New strategies are still needed to enhance the treatment outcome for advanced non-small cell lung cancer, in spite of recent remarkable developments. Cancer immunotherapy has been attractive since a long time, with diverse clinical attempts and results. In particular, natural killer (NK) cells have received considerable attention because of their potential role in immune surveillance in vivo by destroying infected or transformed cells. Major histocompatibility complex class I-related chain A/B (MICA/B) on tumor cells, known as the representative ligand for NKG2D receptor on NK cells, has been reported to be modulated by a variety of stress factors, including some chemotherapeutic agents, and it is anticipated that enhancing MICA/B expression will be contributory to anticancer treatment.

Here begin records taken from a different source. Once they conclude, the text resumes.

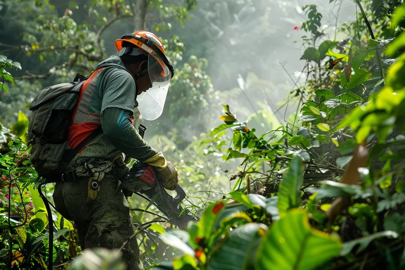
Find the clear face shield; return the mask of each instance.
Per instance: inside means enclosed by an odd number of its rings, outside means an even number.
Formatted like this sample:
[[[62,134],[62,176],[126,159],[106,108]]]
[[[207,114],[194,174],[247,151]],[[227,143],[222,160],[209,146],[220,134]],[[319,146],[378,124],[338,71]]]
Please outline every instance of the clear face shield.
[[[157,119],[163,112],[172,74],[163,61],[158,61],[151,54],[149,54],[148,60],[148,71],[152,87],[138,96],[137,100],[142,117],[152,121]]]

With recent development of expanding autologous ex vivo NK cell-enriched lymphocytes (NKL), we designed a trial to augment the anticancer effect by co-administering NKL and docetaxel, one of the second-line agents used for treatment of patients with advanced non-small cell lung cancer (NSCLC).

PATIENTS AND METHODS

Eligible patients were between the age of 20 and 75 years, with an Eastern Cooperative Oncology Group (ECOG) performance status (PS) of 0 to 2, and previously received one chemotherapy or two regimens including one epidermal growth factor receptor (EGFR) tyrosine kinase inhibitor, stage IIIB/IV, histologically- or cytologically-proven NSCLC with measurable lesions. NKL were kindly prepared and provided from NKBIO Co. (Seongnam City, Korea). Feasibility, adverse effects, progression-free survival (PFS) were evaluated and compared with the historical control of weekly docetaxel regimen.

RESULTS

Nineteen patients were enrolled before early closure. NKL production and administration were feasible in all cases, even in those with disseminated disease. No additional adverse events were observed in addition to those reported for docetaxel-alone. PFS of 3 months and 10.5% response rate (RR), with two cases of partial response, were observed and were similar to the historical control (PFS=2.9 months, RR=8.0%).

CONCLUSION

To our knowledge, this is the first report on the combination of NKL with docetaxel in patients with advanced NSCLC. Autologous NKL production and co-administration with docetaxel were feasible without further toxicity or complication. Benefit in PFS and RR, as compared with the historical control, was not detected in this study population with advanced NSCLC. In order to determine whether the combination of NKL and chemotherapy has any anticancer effect, an additional study should be performed in patients with low tumor burden, such as those with less advanced disease or those in remission.